We knew before the day Jacob was born that we wouldn’t be taking him home straight away. In fact, Jacob would need major surgery the very next day, and he would spend the first three weeks of his life recovering in Leeds Children’s Hospital. We were frustrated to say the least – like any other first-time parents all we wanted to do was take our newborn baby home.
Because of the complex surgery, I had to give birth to Jacob in Leeds – at least half an hour’s drive from our home in Bradford. It would’ve been so easy for the panic to set in about how my husband, Nathan, and I would be able to stay near our son, but fortunately we were told about Eckersley House.
Eckersley House is free ‘Home from Home’ accommodation run by The Sick Children’s Trust and although we couldn’t book a room for Jacob’s arrival date, we were just relieved to know there was a chance that we could be close to him. Neither of us could imagine being separated from each other or our baby boy – especially when he had so much to go through during his first few days.
At a pregnancy scan, we were told that Jacob had myelomeningocele – a form of spina bifida. In the first trimester of my pregnancy, Jacob’s neural tube (brain and spinal cord) failed to close and the neural tissue was exposed through his back. Without protective covering of the skin, the spinal cord becomes damaged and spinal fluid often leaks. Therefore, Jacob needed an operation as soon as possible to avoid any further damage. At this stage, we were told the worst case scenario. Everything that could go wrong. Jacob might not ever crawl, walk or even be able to sit up. It was difficult to listen to the challenges he’d face and possible surgeries throughout his life. But there was no way we were ever going to give up on him. Whatever challenges we were faced with, he was our baby and we were in it together.
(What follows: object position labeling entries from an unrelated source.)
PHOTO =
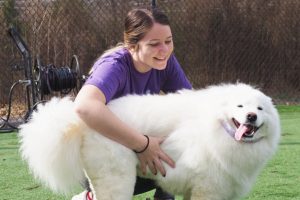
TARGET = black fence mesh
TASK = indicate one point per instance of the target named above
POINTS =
(252, 41)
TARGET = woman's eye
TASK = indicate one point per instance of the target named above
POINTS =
(154, 44)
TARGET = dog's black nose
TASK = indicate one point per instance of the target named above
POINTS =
(251, 117)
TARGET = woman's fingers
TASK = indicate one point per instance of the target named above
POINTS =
(154, 156)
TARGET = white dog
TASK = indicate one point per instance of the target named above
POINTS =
(219, 137)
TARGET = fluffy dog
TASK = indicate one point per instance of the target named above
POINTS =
(220, 138)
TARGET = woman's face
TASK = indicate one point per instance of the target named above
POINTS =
(154, 49)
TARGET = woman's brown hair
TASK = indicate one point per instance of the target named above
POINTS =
(138, 22)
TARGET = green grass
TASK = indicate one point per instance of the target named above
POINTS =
(280, 180)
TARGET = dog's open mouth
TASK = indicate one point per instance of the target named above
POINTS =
(246, 130)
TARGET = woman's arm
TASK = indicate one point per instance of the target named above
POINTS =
(91, 108)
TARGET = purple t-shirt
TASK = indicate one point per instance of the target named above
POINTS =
(116, 76)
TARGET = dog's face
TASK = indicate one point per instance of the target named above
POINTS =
(250, 116)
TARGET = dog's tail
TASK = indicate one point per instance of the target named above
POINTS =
(50, 143)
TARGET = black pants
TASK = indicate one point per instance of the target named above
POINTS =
(143, 185)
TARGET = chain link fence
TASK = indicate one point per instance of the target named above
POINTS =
(252, 41)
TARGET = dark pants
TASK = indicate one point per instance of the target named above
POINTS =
(143, 185)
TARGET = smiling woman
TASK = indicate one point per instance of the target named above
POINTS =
(143, 64)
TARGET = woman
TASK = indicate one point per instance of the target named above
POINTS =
(143, 64)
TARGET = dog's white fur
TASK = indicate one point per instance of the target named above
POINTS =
(210, 164)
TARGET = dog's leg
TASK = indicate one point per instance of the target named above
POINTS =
(113, 188)
(187, 196)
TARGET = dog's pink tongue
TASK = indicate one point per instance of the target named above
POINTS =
(240, 132)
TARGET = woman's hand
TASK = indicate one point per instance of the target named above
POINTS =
(153, 157)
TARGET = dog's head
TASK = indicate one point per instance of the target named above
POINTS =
(249, 115)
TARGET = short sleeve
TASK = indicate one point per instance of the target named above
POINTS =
(108, 76)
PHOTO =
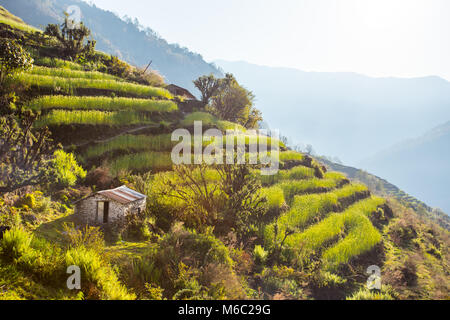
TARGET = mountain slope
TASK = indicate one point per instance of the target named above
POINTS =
(343, 114)
(315, 240)
(122, 38)
(384, 188)
(419, 165)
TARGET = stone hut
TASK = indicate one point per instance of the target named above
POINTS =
(109, 208)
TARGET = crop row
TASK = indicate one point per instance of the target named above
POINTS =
(102, 103)
(59, 84)
(62, 117)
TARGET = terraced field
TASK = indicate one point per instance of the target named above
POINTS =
(328, 218)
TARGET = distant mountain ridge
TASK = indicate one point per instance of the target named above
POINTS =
(419, 165)
(126, 39)
(344, 114)
(384, 188)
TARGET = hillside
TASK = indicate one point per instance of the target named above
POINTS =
(424, 167)
(384, 188)
(347, 115)
(208, 231)
(122, 38)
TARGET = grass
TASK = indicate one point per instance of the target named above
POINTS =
(140, 162)
(306, 209)
(249, 140)
(297, 173)
(290, 156)
(71, 74)
(131, 143)
(297, 187)
(208, 119)
(68, 85)
(62, 117)
(102, 103)
(57, 63)
(359, 235)
(15, 22)
(275, 197)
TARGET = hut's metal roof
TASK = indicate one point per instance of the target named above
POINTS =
(123, 195)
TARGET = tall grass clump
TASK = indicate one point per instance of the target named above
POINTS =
(61, 117)
(57, 63)
(15, 244)
(102, 103)
(310, 208)
(18, 25)
(360, 237)
(303, 211)
(68, 85)
(296, 173)
(290, 156)
(71, 74)
(131, 143)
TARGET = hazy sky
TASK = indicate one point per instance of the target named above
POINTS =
(404, 38)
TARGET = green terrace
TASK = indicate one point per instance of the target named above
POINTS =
(353, 230)
(71, 74)
(102, 103)
(92, 118)
(60, 84)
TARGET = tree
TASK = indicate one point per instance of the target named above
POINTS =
(208, 87)
(72, 37)
(66, 169)
(234, 103)
(13, 59)
(232, 203)
(25, 157)
(245, 205)
(202, 200)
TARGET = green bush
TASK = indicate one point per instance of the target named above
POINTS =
(15, 244)
(364, 294)
(67, 169)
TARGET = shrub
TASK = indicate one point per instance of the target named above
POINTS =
(365, 294)
(13, 59)
(15, 244)
(88, 237)
(29, 200)
(67, 169)
(99, 280)
(260, 255)
(100, 178)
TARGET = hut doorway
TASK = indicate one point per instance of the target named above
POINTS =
(102, 212)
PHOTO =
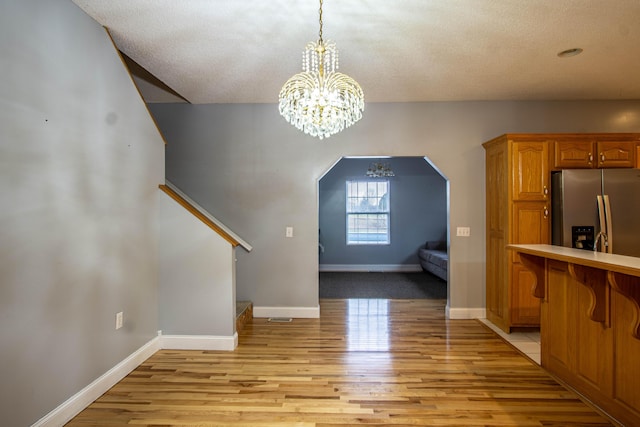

Eckersley House has been a lifesaver for us, as it has for many other families. In the early days, it was particularly hard for me seeing other parents taking home their babies, especially while we’d be spending hours upon hours by Jacob’s side. Not only did he need an operation to put his spinal cord back into the spinal canal, he had developed hydrocephalus. Fluid had built up on his brain, causing too much pressure and he needed a shunt fitted to divert the fluid. By having a room in Eckersley House we realised we were not the only ones unable to take our child home, we were surrounded by other families in similar situations. We no longer felt so alone.
If it wasn’t for The Sick Children’s Trust we would’ve had to pay for a hotel room nearby. But even that would’ve felt like a long way from Jacob’s side. At Eckersley House we were never more than a few minutes away – no matter what time of day or night we could be with our son in an instant. I remember once in the middle of the night saying to Nathan that I just wanted to see Jacob and as quick as a flash I was there by his hospital side. To have that access to your child in hospital is so important and something every parent with a seriously ill child should have.
We’ve been supported by The Sick Children’s Trust on two occasions. The last time was in October when Jacob had to go in for an operation. It was very different this time as Jacob was older and a bit more active – he just wanted to play! Eckerlsey House was great as we could take him over to the playroom and finish off the afternoon with a family meal in the kitchen before taking him back to his hospital bed and kissing him goodnight.
We would love to repay The Sick Children’s Trust for its support. Not only has it been a ‘Home from Home’ for me and Nathan, it’s became one to our wider family. On the wards, you can only have two visitors at a time so we would often take Jacob’s grandparents over to Eckersley House. We could do the things that we would’ve been doing had we been in our own home, like sitting down for a cup of tea and having a chat.
Our family, and friends, have been so amazed with the support we’ve received from The Sick Children’s Trust that they’re raising money for the charity. One of our closest friends ran the Leeds Marathon to raise money for Eckersley House and Jacob’s Nana has asked for donations to be made, rather than receiving birthday presents. We’re touched by their generosity as we know the difference it will make to other families.
Jacob is 19 months old now and has had four major surgeries but he’s defied all the odds set against him. At times it really has been hard, but we feel so lucky with Jacob – he’s doing so well. He’s crawling and really trying to walk now which is more than anyone ever expected of him. It’s a world away from what we were being prepared for. He’s a cheeky little monkey – but he’s our monkey and we wouldn’t have it any other way.